Date: 2004-11-11 04:27 pm (UTC)
From: [identity profile] jliv.livejournal.com
But does 'clumsy grace' make successful people seem more or less accessible to the millions of people out there with low self-esteem?"

It depends on what the person is trying to achieve. We have a history of presidents in the USA who vacillate between patronizing self-effacement and steely confidence. Reagan was the master of self-depreciating jokes that never underminded his "grandfatherly patrician" act. Clinton took it one step further: the sensitive, soul-searching, New Man. John Kerry or Al Gore in 2000 couldn't do this as effectively as George W. Bush, which has factored into his success. I've asked many Republicans over the years why they vehemently support George W. Bush, and the most common answer has been, "He seems like a genuine guy". Of course, that answer always horrifies me, but it is telling.

A man of letters

Date: 2004-11-11 08:35 pm (UTC)
From: [identity profile] hateforblayne.livejournal.com
Nick,
The other night i watched "Man Of letters" and I noticed this same sort of clumsy grace in the video segments. Especially during trust me i'm a doctor. It seems put-on, but it also seems you were very aware of this and communicated it thought action. Brecht's alienation effect combined with half-hearted grace? It think it's a process of having a mask handed to you, having it in your hands and whether by nature or artifice allowing it to slip and at times removing it but above all letting the audience know it.

Re: A man of letters

Date: 2004-11-11 10:12 pm (UTC)
From: (Anonymous)
Haud yer wheesht ya glaikit numpty.

Re: A man of letters

Date: 2004-11-11 11:03 pm (UTC)
From: [identity profile] imomus.livejournal.com
Ha ha, glaikit is also a nice word for the kind of clumsy grace I'm talking about!

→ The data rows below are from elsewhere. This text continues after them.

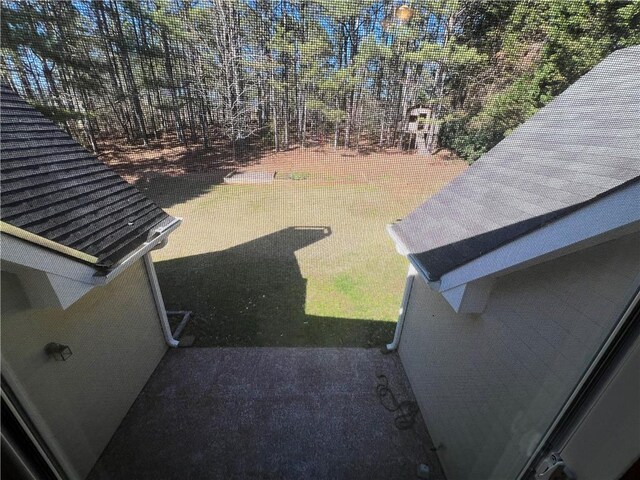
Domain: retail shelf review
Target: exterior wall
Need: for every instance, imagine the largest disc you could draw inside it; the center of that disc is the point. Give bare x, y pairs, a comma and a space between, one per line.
116, 340
489, 385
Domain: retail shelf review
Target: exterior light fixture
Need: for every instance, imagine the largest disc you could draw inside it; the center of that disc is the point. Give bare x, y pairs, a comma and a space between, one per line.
57, 351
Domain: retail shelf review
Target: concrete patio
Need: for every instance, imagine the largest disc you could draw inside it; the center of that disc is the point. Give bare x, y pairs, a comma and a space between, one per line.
268, 413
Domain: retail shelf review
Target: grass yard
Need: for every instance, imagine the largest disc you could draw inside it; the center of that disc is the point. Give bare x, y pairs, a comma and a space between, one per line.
303, 261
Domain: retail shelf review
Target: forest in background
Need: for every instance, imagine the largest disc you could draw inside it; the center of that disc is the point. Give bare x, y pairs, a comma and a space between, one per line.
290, 71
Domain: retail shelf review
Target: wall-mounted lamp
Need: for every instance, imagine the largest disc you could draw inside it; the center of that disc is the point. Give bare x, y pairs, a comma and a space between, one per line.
57, 351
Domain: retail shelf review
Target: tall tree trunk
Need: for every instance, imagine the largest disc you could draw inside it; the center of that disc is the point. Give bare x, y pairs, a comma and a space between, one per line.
172, 88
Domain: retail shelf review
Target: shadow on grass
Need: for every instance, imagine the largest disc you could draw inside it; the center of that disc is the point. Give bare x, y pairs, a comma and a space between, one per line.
254, 294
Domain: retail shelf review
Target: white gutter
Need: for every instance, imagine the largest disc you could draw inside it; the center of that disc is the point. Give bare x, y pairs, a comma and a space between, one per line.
393, 346
158, 237
157, 296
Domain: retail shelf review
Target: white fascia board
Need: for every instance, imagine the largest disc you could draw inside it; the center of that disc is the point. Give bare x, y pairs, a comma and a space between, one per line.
54, 280
158, 239
609, 217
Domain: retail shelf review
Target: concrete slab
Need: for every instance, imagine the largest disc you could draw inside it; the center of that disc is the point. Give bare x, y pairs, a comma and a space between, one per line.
250, 177
267, 413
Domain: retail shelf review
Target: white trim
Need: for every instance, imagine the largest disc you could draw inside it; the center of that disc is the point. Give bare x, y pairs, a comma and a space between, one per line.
21, 252
55, 280
470, 297
400, 246
157, 296
612, 216
159, 238
403, 310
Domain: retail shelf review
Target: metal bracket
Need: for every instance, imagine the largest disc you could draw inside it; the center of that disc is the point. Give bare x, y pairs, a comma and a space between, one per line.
554, 468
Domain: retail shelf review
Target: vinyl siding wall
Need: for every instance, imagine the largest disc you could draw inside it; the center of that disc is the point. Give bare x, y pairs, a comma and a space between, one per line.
489, 385
116, 340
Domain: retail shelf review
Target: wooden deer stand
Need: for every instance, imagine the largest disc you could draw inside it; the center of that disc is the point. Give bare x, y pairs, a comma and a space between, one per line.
417, 127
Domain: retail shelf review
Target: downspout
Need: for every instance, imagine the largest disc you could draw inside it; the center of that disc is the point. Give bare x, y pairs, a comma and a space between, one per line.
157, 296
393, 346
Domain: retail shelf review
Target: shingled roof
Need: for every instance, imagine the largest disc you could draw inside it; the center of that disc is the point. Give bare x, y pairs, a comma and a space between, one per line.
56, 193
581, 146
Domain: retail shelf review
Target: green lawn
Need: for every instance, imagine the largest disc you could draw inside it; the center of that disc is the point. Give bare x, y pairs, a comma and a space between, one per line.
293, 263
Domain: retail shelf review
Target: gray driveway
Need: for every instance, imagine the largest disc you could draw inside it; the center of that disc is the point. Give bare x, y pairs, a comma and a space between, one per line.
268, 413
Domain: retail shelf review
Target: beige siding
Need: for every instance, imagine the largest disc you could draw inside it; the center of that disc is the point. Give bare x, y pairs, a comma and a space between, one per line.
115, 336
489, 385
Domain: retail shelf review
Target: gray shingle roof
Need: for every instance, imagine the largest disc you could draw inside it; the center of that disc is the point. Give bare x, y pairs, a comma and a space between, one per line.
580, 146
52, 187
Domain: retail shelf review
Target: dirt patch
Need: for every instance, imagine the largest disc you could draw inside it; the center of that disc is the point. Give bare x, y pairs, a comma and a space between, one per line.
320, 164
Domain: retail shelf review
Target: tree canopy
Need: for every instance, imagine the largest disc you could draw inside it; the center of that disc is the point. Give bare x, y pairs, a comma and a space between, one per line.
287, 71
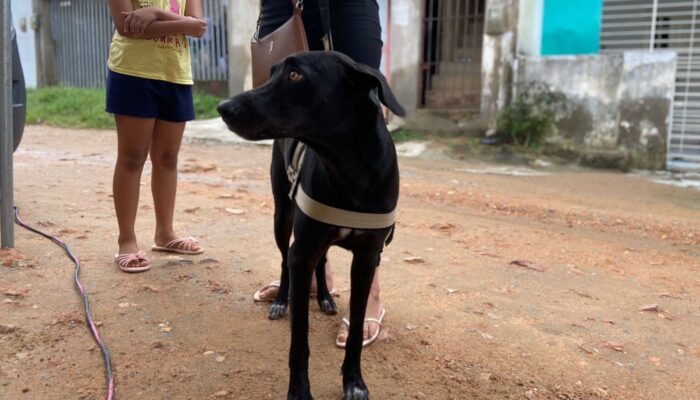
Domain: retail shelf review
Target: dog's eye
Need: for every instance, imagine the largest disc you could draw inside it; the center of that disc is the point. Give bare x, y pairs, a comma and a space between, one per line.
294, 76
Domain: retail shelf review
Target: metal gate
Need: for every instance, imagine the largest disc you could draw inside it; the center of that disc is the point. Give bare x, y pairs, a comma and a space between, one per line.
83, 29
453, 38
666, 25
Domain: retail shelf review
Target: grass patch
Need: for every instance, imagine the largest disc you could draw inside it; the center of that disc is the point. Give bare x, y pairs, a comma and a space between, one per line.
405, 135
205, 105
68, 107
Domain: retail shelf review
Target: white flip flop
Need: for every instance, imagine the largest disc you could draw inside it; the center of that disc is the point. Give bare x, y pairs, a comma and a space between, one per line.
257, 296
369, 340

The reason I may have looked clumsy in the 'Trust Me I'm A Doctor' video is that the naked girl on the hospital trolley, the one I'm prodding with my stethoscope, was actually tremendously uncomfortable to be there in such a state of undress. It squeezed a real identity politics anxiety into the song (remember this was the early 90s, the height of 'political correctness'). But the song is really about unreliable narration and ageing rather than sexism per se.

(no subject)

Date: 2004-11-11 10:12 pm (UTC)
From: [identity profile] turkishb.livejournal.com
I think it's interesting to interpret Schiele's work as the product of an "awkward grace." I think that's true, but I also think it was more often a statement of sexual (or gender) anguish, brutality of the flesh through angularity, and the horror of decay by emaciation. Perhaps some of his more romantic portraits like his portrait in the yellow shirt is more towards what you suggested... But I don't think it's fair to characterize that as being the motivation for the majority of his work.

clumsy grace

Date: 2004-11-12 03:49 am (UTC)
From: [identity profile] nina-blomquist.livejournal.com
i really doubt that bush is competent enough to attempt anything as thought-out and intentional as 'clumsy grace.' does anyone really think he could be that schemy? i think his stupidity just comes in handy to him, because that's what his voters look(ed) for in their president. no, it comes all too natural to him..

Lucky Pierrot

Date: 2004-11-12 06:50 am (UTC)
From: [identity profile] sparkligbeatnic.livejournal.com
Image

Is it post-modern or is it just bad taste?